Outsmart The Market: How AI Sales Winners Drive Above-Market B2B Growth

  • Written by By Chris Harrington, InsideSales.com
  • Published in Demanding Views

Amazon recommends “people who bought X also bought Y;” Netflix understands what “people like you” enjoy watching; and Waze shows you what drivers ahead have encountered. Your data powers the Artificial Intelligence (AI) algorithms in apps, making life more rewarding, safer and efficient. The helpful insights lure you to come back, purchase a product and share the experience with friends — all of which increases your lifetime value as a customer. Today, entire generations are comfortable sharing private data with digital assistants, shopping apps and dozens of other tools as “payment” for the convenience of data-centric apps.

The B2B world has been slow to take full advantage of data as an asset. In a study of fast-growth organizations, McKinsey & Company linked above-market growth with the extensive use of analytics to make better decisions, prioritize workloads, improve forecasting and hone sales strategy. This only scratches the surface! Businesses with more advanced analytics and data are better prepared to deliver greater value to customers. Fast-growth companies aren’t just data-centric, they are data drivers whose leaders think and act differently when it comes to data.

Here’s how:

AI Or Just BI In Disguise?

Attracted by the AI hype, there was a gold rush to acquire better analytics, but companies painfully learned that the value of AI is heavily (if not entirely) dependent upon the breadth, depth and quality of data. The simple fact is AI without a rich source of both internal and external cross-company data is simply business intelligence (BI). With limited data available to fuel AI algorithms, most systems are really just BI, providing a singular, myopic view — at best — of a business’s own customers; it’s very much like Waze with the data of a single driver. To deliver on the B2B equivalent of Amazon recommendations, fast-growth companies are tapping into sustainable sources of buyer behavior data by merging their internal data stores with third-party sources.

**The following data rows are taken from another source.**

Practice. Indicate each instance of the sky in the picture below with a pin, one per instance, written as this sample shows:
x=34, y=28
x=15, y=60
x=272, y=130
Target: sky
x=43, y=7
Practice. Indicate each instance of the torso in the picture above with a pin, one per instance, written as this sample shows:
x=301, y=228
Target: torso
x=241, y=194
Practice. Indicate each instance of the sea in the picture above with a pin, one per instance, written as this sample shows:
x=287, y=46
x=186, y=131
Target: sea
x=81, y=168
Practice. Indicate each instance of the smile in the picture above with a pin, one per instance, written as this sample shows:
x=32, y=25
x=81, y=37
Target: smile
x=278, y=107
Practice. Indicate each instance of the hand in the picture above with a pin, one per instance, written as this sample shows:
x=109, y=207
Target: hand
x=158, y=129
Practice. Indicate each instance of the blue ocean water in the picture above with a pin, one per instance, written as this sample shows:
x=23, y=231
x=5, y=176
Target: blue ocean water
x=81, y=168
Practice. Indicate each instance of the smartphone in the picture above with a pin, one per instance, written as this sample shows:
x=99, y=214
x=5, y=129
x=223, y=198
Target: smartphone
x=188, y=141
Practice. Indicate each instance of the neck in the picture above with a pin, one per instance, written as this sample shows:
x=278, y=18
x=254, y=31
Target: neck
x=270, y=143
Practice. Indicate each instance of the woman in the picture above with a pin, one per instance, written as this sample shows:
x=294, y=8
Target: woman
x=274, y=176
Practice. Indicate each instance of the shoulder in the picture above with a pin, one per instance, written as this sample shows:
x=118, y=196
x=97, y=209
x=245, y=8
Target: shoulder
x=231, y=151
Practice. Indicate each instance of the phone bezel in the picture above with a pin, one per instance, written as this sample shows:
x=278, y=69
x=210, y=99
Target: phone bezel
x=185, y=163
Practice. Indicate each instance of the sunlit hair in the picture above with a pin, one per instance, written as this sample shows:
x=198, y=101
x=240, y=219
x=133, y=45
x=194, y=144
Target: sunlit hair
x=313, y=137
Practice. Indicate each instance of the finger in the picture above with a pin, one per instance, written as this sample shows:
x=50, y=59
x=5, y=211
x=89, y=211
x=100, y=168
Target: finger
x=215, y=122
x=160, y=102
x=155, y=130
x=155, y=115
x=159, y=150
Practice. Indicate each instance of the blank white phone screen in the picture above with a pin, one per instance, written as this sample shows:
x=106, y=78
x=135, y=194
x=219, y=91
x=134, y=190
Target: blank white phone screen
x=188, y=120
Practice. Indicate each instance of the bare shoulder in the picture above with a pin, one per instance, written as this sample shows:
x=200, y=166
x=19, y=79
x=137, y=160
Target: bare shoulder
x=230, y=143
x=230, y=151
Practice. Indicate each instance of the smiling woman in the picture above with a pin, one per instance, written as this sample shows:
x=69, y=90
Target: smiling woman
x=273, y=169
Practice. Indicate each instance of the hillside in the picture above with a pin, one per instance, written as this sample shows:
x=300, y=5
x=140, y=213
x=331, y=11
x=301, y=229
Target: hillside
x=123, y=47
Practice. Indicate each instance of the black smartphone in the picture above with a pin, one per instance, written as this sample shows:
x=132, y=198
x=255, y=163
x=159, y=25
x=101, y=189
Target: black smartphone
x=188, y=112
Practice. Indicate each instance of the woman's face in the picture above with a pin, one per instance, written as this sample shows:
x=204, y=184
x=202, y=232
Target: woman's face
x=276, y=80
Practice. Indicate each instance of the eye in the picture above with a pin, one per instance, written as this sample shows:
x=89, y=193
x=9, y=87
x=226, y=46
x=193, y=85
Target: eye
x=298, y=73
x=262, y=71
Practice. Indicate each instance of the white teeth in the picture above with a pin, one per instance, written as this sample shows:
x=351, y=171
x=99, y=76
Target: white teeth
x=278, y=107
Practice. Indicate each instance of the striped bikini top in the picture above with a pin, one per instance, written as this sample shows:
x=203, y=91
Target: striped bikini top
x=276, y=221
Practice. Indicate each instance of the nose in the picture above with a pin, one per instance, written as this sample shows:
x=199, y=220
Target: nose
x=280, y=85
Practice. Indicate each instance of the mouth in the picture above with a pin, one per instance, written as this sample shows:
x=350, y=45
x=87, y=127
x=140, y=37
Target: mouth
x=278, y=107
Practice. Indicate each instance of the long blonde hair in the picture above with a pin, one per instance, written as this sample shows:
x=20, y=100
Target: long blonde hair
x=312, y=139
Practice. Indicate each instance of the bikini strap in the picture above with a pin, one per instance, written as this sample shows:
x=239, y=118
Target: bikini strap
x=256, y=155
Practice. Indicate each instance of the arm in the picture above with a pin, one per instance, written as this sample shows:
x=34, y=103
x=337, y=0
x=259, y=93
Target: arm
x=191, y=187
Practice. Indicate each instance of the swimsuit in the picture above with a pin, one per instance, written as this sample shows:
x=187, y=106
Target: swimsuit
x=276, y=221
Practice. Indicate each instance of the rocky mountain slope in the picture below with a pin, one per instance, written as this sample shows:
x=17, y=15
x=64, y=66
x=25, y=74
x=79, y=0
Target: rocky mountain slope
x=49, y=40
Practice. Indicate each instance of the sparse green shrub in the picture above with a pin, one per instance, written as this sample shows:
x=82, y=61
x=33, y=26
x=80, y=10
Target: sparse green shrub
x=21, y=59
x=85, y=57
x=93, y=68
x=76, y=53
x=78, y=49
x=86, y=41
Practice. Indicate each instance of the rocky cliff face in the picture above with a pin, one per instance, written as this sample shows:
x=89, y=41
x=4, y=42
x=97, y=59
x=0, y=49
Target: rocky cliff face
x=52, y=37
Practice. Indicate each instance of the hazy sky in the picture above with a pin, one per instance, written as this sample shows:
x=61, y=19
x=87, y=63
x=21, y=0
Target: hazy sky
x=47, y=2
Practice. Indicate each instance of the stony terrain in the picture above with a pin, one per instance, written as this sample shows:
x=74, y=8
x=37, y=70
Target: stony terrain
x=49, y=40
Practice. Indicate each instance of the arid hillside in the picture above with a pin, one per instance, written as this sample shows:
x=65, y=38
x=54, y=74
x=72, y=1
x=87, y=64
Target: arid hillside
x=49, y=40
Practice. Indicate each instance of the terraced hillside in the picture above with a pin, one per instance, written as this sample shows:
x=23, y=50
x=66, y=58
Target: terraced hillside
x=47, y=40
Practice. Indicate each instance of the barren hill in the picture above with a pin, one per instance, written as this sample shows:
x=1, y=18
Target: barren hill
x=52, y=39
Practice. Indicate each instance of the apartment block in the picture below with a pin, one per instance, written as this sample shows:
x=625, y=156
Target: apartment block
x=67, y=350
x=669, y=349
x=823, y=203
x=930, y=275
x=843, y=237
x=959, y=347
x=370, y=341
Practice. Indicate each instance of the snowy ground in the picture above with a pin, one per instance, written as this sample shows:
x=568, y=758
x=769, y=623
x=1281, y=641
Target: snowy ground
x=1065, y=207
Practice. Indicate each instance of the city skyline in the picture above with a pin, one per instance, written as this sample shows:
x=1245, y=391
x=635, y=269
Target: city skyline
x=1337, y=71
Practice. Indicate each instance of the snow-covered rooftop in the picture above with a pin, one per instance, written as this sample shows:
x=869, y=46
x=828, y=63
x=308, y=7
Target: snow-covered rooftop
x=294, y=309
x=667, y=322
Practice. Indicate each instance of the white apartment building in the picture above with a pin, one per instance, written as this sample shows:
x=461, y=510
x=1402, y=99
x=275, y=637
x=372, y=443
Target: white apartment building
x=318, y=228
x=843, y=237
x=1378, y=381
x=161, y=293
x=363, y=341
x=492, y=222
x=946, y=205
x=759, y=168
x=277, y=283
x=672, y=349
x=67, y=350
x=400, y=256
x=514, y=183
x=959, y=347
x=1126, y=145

Approach: Hoard Or Invest Data

Do you protect your data like crown jewels or are you using it as a natural resource? Fast- growth companies using AI to fuel sales have figured out an important lesson: the competitive advantage of sharing abstracted data for better buyer insights far outweighs the competitive advantage of hoarding it.

By combining internal data with external sources of B2B buyer behavior data, we can unlock endless actionable insights. Analyzing behavioral data as buyers consume complementary and competitive solutions helps marketers focus campaigns to improve results.

These insights also allow sales professionals to prioritize prospecting activity and tailor their message and approach to capture similar buyers’ attention and budget. Most companies are paralyzed by the fear of losing control of their data and as a result, they are missing critical insights and are relying on BI to analyze historical internal data only.

With siloed data trapped in CRM systems, most companies have yet to realize a 360-degree customer view. Recent steps by Microsoft, Salesforce and others to integrate internal data stores are a marked improvement over the siloed data status quo — but not nearly enough. It’s time to leapfrog the 360-degree view to a multi-faceted understanding informed by combining internal data with cross-company buyer behavior to uncover demand indicators, buying signals and other contextual insights.

A New Data Culture For B2B

The way we think about personal data has changed the world. For the same to occur in B2B, we must rethink data — how it’s collected, shared, analyzed and leveraged. We must tap into collective data insights to tailor our approach to buyer preferences, target our messages better and provide real value to the buyer, versus annoying them with uninformed interruptions. And, that means making decisions based on the superset of possibilities, not a myopic view of internal data. Only when we stop hoarding data, can we use multi-dimensional insights to create experiences that cement customer relationships.


Chris Harrington is the Chief Operating Officer of InsideSales.com and has driven unprecedented growth at three of the world’s fastest digital sales and marketing powerhouses — Omniture, Adobe and Domo. At one of the first SaaS digital marketing powerhouses, Omniture, Harrington had full responsibility for delivering seven years of annual recurring revenue (ARR) growth. He took the company from $4 million a year to over $500 million before it was acquired for $1.8 billion by Adobe Systems, where he led all enterprise sales. Most recently, Harrington served as President of the $2 billion business intelligence leader, Domo, and continues to serve as a member of the board of directors for Spredfast.